In a victory for the homebuilding industry, the city of San Diego's inclusionary housing ordinance -- which mandates that 10 percent of homes built in the city be made affordable to low- and moderate-income homebuyers -- has been struck down in Superior Court.

Superior Court Judge John S. Meyer said among other things that the ordinance is contrary to California law because it effectively mandates that market-rate new homebuyers subsidize the low- and moderate-income buyers in any given project.

According to the Building Industry Association (BIA), last year's ordinance left owners of 20,483 residences having to pay more than $7 million in extra costs.

Since the court determined that the city's ordinance is illegal, the city can no longer use it. It was not immediately clear Wednesday whether or not the city planned to appeal, however.

Elizabeth "Betsy" Morris, executive director of the San Diego Housing Commission, said she was very disappointed with the ruling. She said, however, the commission will review the administrative record to see if anything was missing in the case.

"We need to look at the transcripts," Morris said, adding that there are attorneys who specialize in this type of law who could be brought on board to help with this case.

Meanwhile, the BIA is celebrating.

"This ruling makes the city do the right thing.
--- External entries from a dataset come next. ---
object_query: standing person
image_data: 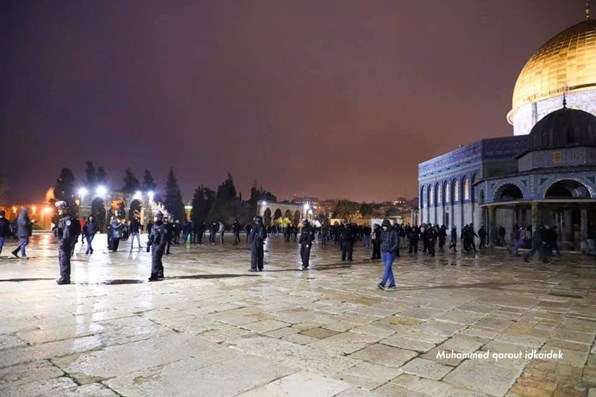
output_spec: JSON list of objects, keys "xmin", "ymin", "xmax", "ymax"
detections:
[
  {"xmin": 341, "ymin": 223, "xmax": 356, "ymax": 262},
  {"xmin": 249, "ymin": 215, "xmax": 267, "ymax": 272},
  {"xmin": 12, "ymin": 207, "xmax": 33, "ymax": 258},
  {"xmin": 244, "ymin": 222, "xmax": 252, "ymax": 244},
  {"xmin": 449, "ymin": 226, "xmax": 457, "ymax": 252},
  {"xmin": 110, "ymin": 216, "xmax": 122, "ymax": 252},
  {"xmin": 209, "ymin": 221, "xmax": 217, "ymax": 245},
  {"xmin": 83, "ymin": 215, "xmax": 99, "ymax": 255},
  {"xmin": 524, "ymin": 226, "xmax": 548, "ymax": 263},
  {"xmin": 478, "ymin": 226, "xmax": 486, "ymax": 248},
  {"xmin": 217, "ymin": 221, "xmax": 226, "ymax": 245},
  {"xmin": 437, "ymin": 225, "xmax": 447, "ymax": 251},
  {"xmin": 149, "ymin": 211, "xmax": 170, "ymax": 281},
  {"xmin": 197, "ymin": 222, "xmax": 207, "ymax": 245},
  {"xmin": 80, "ymin": 216, "xmax": 87, "ymax": 245},
  {"xmin": 370, "ymin": 223, "xmax": 382, "ymax": 260},
  {"xmin": 129, "ymin": 216, "xmax": 141, "ymax": 251},
  {"xmin": 299, "ymin": 219, "xmax": 315, "ymax": 270},
  {"xmin": 54, "ymin": 201, "xmax": 80, "ymax": 285},
  {"xmin": 408, "ymin": 226, "xmax": 420, "ymax": 254},
  {"xmin": 378, "ymin": 219, "xmax": 397, "ymax": 291},
  {"xmin": 0, "ymin": 210, "xmax": 12, "ymax": 254},
  {"xmin": 232, "ymin": 219, "xmax": 242, "ymax": 245},
  {"xmin": 164, "ymin": 217, "xmax": 176, "ymax": 255},
  {"xmin": 362, "ymin": 226, "xmax": 372, "ymax": 247},
  {"xmin": 550, "ymin": 226, "xmax": 561, "ymax": 256}
]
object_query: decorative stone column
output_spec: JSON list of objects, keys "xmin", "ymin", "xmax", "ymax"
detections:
[
  {"xmin": 580, "ymin": 208, "xmax": 588, "ymax": 252},
  {"xmin": 488, "ymin": 205, "xmax": 497, "ymax": 248}
]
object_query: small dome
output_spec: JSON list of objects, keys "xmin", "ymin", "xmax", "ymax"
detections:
[{"xmin": 529, "ymin": 108, "xmax": 596, "ymax": 151}]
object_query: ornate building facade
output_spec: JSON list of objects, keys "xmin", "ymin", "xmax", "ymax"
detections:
[{"xmin": 418, "ymin": 14, "xmax": 596, "ymax": 248}]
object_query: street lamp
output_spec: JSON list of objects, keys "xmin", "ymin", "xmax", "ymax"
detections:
[
  {"xmin": 95, "ymin": 185, "xmax": 108, "ymax": 198},
  {"xmin": 79, "ymin": 187, "xmax": 88, "ymax": 201}
]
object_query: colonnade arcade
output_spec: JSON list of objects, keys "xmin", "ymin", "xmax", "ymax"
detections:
[
  {"xmin": 480, "ymin": 179, "xmax": 596, "ymax": 250},
  {"xmin": 420, "ymin": 173, "xmax": 478, "ymax": 230}
]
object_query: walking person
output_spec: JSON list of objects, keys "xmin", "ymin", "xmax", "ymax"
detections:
[
  {"xmin": 149, "ymin": 211, "xmax": 170, "ymax": 281},
  {"xmin": 129, "ymin": 216, "xmax": 141, "ymax": 251},
  {"xmin": 83, "ymin": 215, "xmax": 99, "ymax": 255},
  {"xmin": 370, "ymin": 223, "xmax": 381, "ymax": 261},
  {"xmin": 12, "ymin": 207, "xmax": 33, "ymax": 258},
  {"xmin": 449, "ymin": 226, "xmax": 457, "ymax": 252},
  {"xmin": 110, "ymin": 216, "xmax": 122, "ymax": 252},
  {"xmin": 524, "ymin": 226, "xmax": 548, "ymax": 263},
  {"xmin": 378, "ymin": 219, "xmax": 397, "ymax": 291},
  {"xmin": 232, "ymin": 219, "xmax": 242, "ymax": 245},
  {"xmin": 54, "ymin": 201, "xmax": 81, "ymax": 285},
  {"xmin": 299, "ymin": 219, "xmax": 315, "ymax": 270},
  {"xmin": 209, "ymin": 221, "xmax": 217, "ymax": 245},
  {"xmin": 0, "ymin": 210, "xmax": 12, "ymax": 254},
  {"xmin": 341, "ymin": 223, "xmax": 356, "ymax": 262},
  {"xmin": 217, "ymin": 221, "xmax": 226, "ymax": 245},
  {"xmin": 244, "ymin": 223, "xmax": 252, "ymax": 244},
  {"xmin": 249, "ymin": 215, "xmax": 267, "ymax": 272},
  {"xmin": 509, "ymin": 223, "xmax": 525, "ymax": 256}
]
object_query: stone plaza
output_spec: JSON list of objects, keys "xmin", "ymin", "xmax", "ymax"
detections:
[{"xmin": 0, "ymin": 234, "xmax": 596, "ymax": 397}]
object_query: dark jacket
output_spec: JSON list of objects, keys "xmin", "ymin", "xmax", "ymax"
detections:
[
  {"xmin": 15, "ymin": 208, "xmax": 33, "ymax": 237},
  {"xmin": 298, "ymin": 225, "xmax": 315, "ymax": 245},
  {"xmin": 381, "ymin": 229, "xmax": 397, "ymax": 252},
  {"xmin": 129, "ymin": 218, "xmax": 141, "ymax": 233},
  {"xmin": 54, "ymin": 215, "xmax": 80, "ymax": 246},
  {"xmin": 0, "ymin": 218, "xmax": 12, "ymax": 237},
  {"xmin": 250, "ymin": 223, "xmax": 267, "ymax": 245},
  {"xmin": 110, "ymin": 220, "xmax": 123, "ymax": 239},
  {"xmin": 83, "ymin": 219, "xmax": 99, "ymax": 236},
  {"xmin": 149, "ymin": 220, "xmax": 170, "ymax": 251}
]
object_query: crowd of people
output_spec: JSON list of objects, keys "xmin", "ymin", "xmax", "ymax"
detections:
[{"xmin": 0, "ymin": 201, "xmax": 596, "ymax": 290}]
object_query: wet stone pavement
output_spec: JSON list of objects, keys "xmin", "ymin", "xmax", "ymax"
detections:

Our customers -- today's new homebuyers -- will no longer be illegally taxed to pay for someone else's home," said Paul Tryon, BIA's chief executive officer.
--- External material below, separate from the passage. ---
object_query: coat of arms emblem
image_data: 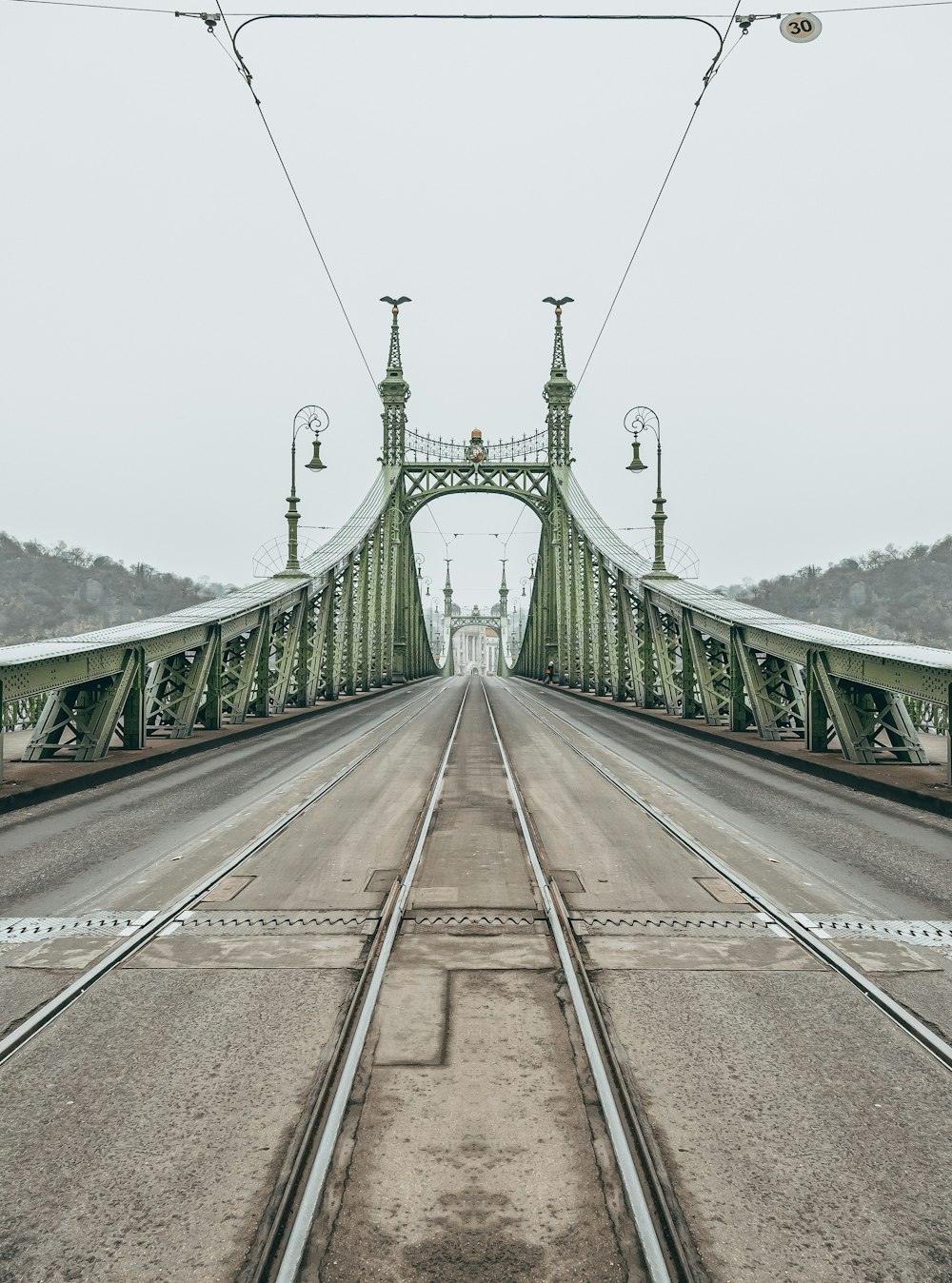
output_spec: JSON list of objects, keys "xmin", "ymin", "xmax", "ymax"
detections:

According to the BIA, the frustration with the city of San Diego over this ordinance dates back to 2003 when city staff allegedly ignored City Council direction and changed wording that protected builders and market-rate buyers.

"Left with no alternative, BIA sued on behalf of the 20,483 residents who bought a home under the faulty ordinance and paid an inclusionary zoning fee in their purchase price," according to a BIA statement.

Even after filing the lawsuit, the BIA said its industry leaders worked to resolve the conflict.

"We tried to work with the city on a compromise that preserved the city's ability to implement inclusionary zoning lawfully, but also respected the direction from the City Council vote in 2003," Tryon said.

The BIA claims the city agreed to settlement terms in 2004 but never docketed the amended version of the ordinance for a public hearing. Since the city never finalized the settlement, and the City Attorney's Office failed to write a new ordinance needed for City Council action, the court was left to decide the matter.

"We regret we were forced to take legal action. However, it was necessary to defend the rights of San Diego homebuyers," Tryon added. "This city has a history of failed integrity, and it is time to lawfully and fairly address the city's self-declared housing emergency."

The BIA contends that in a market where only 9 percent of the populace can afford a median-price home, inclusionary housing actually has the opposite of the intended effect.

"The ruling stops the city's abuse, restores constitutional rights and clears the way to craft a new, fair approach to deal with housing for San Diego's

economically disadvantaged families," the BIA writes.

Morris countered that inclusionary housing is "a very important part of our affordable-housing strategy."

Richard Schulman of Hecht, Solberg Robinson, Goldberg & Bagley represented the BIA. City Attorney Michael Aguirre, along with deputies in his office, represented the city in the case.